「春蘭の代わりに、アレクの教育係だった、ミセス=マーガレットがこっちへ来る事になったから、空港まで迎えに行ってくる。それから、春蘭を、ロンドン行きの飛行機に乗せるよ」

朝の朝食の席で、アーサーが言った。

昨夜は珍しく、『お遊び』は控えていたらしい。

「そう・・・」

私は、短くそう答え、ワゴンサービスで運ばれてきた朝食のセッティングが終わった、ダイニングテーブルに腰掛けた。

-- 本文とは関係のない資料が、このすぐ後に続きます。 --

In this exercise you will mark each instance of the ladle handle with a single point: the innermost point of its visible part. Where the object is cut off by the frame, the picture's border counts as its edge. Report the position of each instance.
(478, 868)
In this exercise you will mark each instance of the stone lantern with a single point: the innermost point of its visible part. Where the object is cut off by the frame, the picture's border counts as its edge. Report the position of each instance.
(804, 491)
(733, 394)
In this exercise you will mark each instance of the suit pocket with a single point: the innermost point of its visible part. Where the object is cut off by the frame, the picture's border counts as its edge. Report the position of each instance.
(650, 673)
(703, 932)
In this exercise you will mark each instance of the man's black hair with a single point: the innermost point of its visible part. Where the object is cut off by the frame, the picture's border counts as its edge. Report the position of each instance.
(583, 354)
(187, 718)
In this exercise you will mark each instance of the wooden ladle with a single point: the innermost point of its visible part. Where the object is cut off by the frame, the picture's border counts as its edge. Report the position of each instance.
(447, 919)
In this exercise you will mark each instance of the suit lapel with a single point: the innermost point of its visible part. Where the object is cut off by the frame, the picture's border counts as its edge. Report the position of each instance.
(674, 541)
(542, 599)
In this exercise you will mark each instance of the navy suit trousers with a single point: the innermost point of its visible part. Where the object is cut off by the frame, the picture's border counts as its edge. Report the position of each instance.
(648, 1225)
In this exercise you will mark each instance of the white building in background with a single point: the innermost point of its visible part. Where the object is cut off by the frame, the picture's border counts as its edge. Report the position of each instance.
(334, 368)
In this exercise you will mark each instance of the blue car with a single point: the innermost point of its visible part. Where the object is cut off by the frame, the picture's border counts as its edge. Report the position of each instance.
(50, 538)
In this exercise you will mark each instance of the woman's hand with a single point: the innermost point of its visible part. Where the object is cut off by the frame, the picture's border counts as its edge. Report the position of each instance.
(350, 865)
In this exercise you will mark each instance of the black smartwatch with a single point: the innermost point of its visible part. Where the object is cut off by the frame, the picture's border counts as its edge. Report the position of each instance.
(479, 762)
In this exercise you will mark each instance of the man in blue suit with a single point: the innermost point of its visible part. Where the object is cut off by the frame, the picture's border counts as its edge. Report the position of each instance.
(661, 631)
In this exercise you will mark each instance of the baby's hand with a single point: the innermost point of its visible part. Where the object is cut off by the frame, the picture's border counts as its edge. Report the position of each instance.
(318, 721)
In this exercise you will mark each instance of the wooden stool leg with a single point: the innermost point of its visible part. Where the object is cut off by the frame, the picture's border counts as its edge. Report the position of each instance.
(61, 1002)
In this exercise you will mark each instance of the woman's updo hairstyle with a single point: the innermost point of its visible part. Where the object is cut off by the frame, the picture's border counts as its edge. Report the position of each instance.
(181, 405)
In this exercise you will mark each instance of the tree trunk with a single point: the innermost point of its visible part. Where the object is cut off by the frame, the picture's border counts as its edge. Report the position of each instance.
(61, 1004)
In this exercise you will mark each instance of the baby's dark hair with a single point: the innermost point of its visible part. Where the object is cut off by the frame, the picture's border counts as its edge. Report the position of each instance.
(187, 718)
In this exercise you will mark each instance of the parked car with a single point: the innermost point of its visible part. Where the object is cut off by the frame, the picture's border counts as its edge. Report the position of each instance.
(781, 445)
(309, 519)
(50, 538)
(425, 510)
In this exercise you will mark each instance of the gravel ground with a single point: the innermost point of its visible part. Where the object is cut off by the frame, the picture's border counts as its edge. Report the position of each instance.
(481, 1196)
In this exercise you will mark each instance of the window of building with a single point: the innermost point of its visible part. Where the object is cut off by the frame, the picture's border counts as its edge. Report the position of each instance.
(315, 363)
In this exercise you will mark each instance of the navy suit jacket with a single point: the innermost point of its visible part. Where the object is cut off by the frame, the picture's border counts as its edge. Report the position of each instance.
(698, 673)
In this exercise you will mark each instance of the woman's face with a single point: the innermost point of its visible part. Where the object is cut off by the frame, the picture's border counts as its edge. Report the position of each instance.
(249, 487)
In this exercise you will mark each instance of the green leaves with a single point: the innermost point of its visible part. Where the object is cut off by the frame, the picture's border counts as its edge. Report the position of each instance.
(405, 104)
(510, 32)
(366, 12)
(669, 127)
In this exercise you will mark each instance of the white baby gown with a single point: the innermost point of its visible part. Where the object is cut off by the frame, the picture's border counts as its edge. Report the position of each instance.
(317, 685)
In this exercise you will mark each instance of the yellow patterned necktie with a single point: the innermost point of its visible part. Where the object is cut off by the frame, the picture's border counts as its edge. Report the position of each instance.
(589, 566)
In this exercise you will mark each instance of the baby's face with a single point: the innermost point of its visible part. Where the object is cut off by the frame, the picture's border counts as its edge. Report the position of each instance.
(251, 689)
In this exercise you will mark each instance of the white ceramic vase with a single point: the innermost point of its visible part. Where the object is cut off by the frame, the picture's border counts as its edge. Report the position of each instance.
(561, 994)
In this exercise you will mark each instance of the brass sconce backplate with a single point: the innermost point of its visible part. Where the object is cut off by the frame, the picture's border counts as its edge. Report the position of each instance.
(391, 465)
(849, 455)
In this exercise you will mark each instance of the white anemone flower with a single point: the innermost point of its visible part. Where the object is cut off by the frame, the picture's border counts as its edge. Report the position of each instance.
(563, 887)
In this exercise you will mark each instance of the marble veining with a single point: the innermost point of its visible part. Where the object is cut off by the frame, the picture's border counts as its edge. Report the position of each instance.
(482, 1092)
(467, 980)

優雅な仕種で、私の椅子を引いてくれた男性従業員は、他に何か用は無いかと尋ね、丁寧な仕種で部屋を出て行った。

少し離れたところに、給仕の為のメイドが残っている。

「珍しいわね。昨夜は、遊びに出掛けなかったの?」
「ん?どうして?」

向かいの席に座ったアーサーは、ゆっくりと紅茶の香気を堪能しながら、尋ねた。

「朝はいつも疲れた顔をしているし、朝食を一緒に食べたのは、いつ以来かしら?」

私は、絶妙な味付けのスクランブルエッグの、バターの濃厚な香りに舌鼓を打つ。

何度食べても、美味しい。
この芳醇ともいえるバターの香りは、日本でも味わったことが無い。
そう言えば、亜莉亜は卵が苦手だと言っていた。
偏食が酷くて、特に野菜と卵と魚を苦手だと言っていた。
偏食だったのは、こんなに美味しい卵料理は、日本では味わえなかったからかもしれない・・・

リラックスすると、つい、何を見ても亜莉亜を思い出し、胸の奥がざわめく。

「昨夜は・・・アレクと電話会談だったから、酒は飲んでないけど、何だか疲れた。春蘭の事も聞いたよ」

「・・・・・・・・・」

亜莉亜へと思いをはせていた私の頭の中で、何かが閃いた。
「ミセス=マーガレットは、メイドではなく、アレクの教育係だった方なのでしょう?春蘭とは格が違うわ。」
「ああ・・・・・」
アーサーは、カップを置いた。

「メイドも来る。正しくは、ミセス=マーガレットと、新しいメイド」

「二人?リントン家は、人材が有り余ってるのかしら?」

「さあね。僕にも、そのあたりはよくわからない。あの広い屋敷に、離れに・・・父が応援してる芸術家の卵を養ってる場所もあるし・・・使用人の数も、部屋の数も不明。だけど、ミセス=マーガレットはよく知ってる。」

アーサーは、もくもくと食事を進めながら言った。
「子供の頃から、僕は叱られるばっかりだったからね。『アレク様を見習いなさい』ってね。アレクは、子供の頃から、そつのない子供だったよ。僕は、そのあたりが・・・なんていうか・・・」

思わず、微笑がこぼれる。

「要するに、やんちゃだったのね。で、ミセス=マーガレットに、未だに馴染めない。だから、ミセス=マーガレットが来る事について、気が進まない。そうでしょ?」

「あ~どうして、恵理には、何もかもわかっちゃうんだろう。その洞察力には、恐れ入るよ。」

「アレクがよこすという事は・・・・貴方が心配だからかしら?それとも私?」

「どっちもだろう。」
アーサーは首をすくめて言った。

「春蘭が、馬鹿な事をしてくれたおかげで、とんだ災難だ」

「ふふ・・・貴方でも、苦手な人がいたのね。」

「僕?僕は、もともと、人間付き合いがあまり上手な方じゃない。アレクの方が、そつないよ。あ、女性は別だけどね。」

「そうみたいね。」

「昨夜は、アレクと電話会談だ。酔えないし、ふざけられない。出来の悪い弟だから、出来の良い兄は、子供の頃から苦手でね。」

「そう言いながらも、子供の頃の貴方は、いつもアレクの後ろをついていっていた記憶があるわ。」

私は、何度か、両親とリントン家の別荘で過ごした事を思い出しながら言った。
「そんな時期もあったのか・・・・・・・・・覚えが無いや」
アーサーは、そう言いながら、ナフキンを置いた。

「明日から、新しいカリキュラムになるらしいよ。いよいよ淑女教育から、仕事シフト。今日は、スケジュールは白紙だ。僕が、帰るまで、ゆっくり部屋でくつろいでいて良いよ。」